D.C.’s favorite sons The Dismemberment Plan have reunited and will play a series of highly-anticipated concerts this weekend. To mark the occasion, we’ve asked members of our staff to pick their favorite Dismemberment Plan tune and write a post about it. We’ll have an entry every day for the rest of this week. Today: editor-in-chief Aaron Morrissey on “The City.”

Bring up about the Dismemberment Plan’s “The City,” the penultimate cut from the band’s seminal Emergency & I, and many will likely talk about the song’s emotive finale — 73 seconds in which Travis Morrison finds himself admitting “And all I ever say now is good-bye.” (To wit: the always-verbose Brent DiCrescenzo compared the experience of hearing said climax to what it feels like when “angels are spooning out your stomach with ladles and visions of your distant past are punching you in the face.”) Such fondness is not without reason, mind you: the strains of Morrison hitting a high note while repeating “bye” over the dynamic rhythms of Eric Axelson and Joe Easley is certainly one of the Plan’s most memorable musical passages.

But it’s the previous 194 seconds which truly lend “The City” credibility as one of the foremost documents of modern urban malaise.

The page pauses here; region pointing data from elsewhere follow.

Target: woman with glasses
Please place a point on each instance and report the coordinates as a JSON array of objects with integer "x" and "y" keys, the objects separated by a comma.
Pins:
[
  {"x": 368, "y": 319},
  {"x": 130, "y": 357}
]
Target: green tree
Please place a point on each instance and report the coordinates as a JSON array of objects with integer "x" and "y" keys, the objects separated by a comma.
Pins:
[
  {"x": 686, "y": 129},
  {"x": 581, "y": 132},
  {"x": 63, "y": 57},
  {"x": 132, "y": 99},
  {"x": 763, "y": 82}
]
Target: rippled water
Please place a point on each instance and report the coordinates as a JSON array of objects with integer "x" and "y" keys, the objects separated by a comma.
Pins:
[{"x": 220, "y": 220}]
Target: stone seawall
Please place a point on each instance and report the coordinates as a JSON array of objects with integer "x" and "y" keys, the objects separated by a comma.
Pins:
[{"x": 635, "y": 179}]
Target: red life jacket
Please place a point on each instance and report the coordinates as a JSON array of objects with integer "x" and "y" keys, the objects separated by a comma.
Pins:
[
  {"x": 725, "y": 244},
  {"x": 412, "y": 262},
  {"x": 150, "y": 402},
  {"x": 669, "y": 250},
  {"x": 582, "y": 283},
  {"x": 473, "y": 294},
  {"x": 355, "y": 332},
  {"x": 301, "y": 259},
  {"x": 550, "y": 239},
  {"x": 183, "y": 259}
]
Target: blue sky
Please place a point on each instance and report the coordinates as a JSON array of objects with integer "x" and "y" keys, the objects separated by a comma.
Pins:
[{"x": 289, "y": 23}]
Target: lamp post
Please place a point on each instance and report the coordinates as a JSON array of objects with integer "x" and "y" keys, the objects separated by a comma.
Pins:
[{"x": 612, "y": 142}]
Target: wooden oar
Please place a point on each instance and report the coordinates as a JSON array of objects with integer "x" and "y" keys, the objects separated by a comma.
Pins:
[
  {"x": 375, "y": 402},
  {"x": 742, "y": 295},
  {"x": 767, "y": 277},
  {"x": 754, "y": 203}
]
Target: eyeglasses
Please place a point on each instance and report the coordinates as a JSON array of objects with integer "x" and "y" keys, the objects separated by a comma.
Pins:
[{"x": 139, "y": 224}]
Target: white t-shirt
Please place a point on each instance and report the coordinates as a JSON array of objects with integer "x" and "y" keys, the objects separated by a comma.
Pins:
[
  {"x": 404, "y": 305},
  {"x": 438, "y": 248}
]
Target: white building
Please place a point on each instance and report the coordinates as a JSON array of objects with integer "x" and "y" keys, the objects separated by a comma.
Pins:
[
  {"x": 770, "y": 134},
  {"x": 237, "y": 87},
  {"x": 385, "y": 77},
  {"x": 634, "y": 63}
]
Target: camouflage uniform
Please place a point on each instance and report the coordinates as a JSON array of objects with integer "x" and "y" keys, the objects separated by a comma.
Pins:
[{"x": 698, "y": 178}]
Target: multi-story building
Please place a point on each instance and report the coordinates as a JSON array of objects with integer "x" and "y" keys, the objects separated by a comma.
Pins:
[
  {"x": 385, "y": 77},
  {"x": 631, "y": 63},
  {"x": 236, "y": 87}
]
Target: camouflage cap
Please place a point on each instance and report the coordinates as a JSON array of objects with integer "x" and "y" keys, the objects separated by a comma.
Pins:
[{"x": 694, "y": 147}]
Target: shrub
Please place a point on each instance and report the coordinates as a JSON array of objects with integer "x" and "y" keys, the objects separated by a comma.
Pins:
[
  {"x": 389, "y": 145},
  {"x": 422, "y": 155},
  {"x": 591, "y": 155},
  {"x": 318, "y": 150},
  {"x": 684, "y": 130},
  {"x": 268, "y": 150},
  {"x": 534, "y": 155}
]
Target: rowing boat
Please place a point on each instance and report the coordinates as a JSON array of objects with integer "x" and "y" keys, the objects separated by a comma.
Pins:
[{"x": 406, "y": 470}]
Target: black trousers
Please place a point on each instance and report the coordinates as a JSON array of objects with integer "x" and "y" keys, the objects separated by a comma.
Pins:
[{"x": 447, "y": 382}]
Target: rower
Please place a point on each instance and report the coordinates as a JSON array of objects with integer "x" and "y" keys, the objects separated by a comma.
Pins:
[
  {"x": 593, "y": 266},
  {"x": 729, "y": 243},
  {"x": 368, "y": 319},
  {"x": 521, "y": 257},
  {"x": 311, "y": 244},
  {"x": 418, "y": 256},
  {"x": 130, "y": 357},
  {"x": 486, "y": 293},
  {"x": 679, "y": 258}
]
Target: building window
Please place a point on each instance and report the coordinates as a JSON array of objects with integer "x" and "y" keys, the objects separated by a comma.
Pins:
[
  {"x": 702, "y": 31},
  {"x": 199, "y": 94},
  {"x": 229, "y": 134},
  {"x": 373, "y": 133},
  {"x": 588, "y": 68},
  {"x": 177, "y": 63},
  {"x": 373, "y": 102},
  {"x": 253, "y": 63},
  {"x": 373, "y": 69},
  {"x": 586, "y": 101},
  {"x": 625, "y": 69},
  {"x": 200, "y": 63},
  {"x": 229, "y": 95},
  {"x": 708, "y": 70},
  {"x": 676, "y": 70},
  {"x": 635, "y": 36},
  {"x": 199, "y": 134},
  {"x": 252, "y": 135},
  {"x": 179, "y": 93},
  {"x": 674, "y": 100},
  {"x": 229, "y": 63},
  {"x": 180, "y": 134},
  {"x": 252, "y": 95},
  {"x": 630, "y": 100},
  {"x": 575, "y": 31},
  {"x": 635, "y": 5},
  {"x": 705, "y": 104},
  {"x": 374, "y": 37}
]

Two years after the Plan called it a day, give or take a couple months, I lived in a third-floor walkup in Pittsburgh, Pennsylvania. My days were spent mindlessly plugging away at hauling palettes of insanely overpriced textbooks around the dank cement basement of the university bookstore. It was a rather banal life. Minimum wage. Cardboard and ketchup pizza from the terrible joint around the corner: a treat! After work, there was perhaps an Iron City to be sipped on an acquaintance’s couch, more likely than not part of a sixer purchased from the place down the street where all the old-timers — long laid-off from the plants which once ubiquitously dotted the city’s riversides — ritually drank their Imperial whiskey and waxed about the Stillers, ad nauseum.

Perhaps it was appropriate that this was the point, approximately six years after it’s release, that Emergency & I finally appeared on my radar. (Also: cliche. But true!)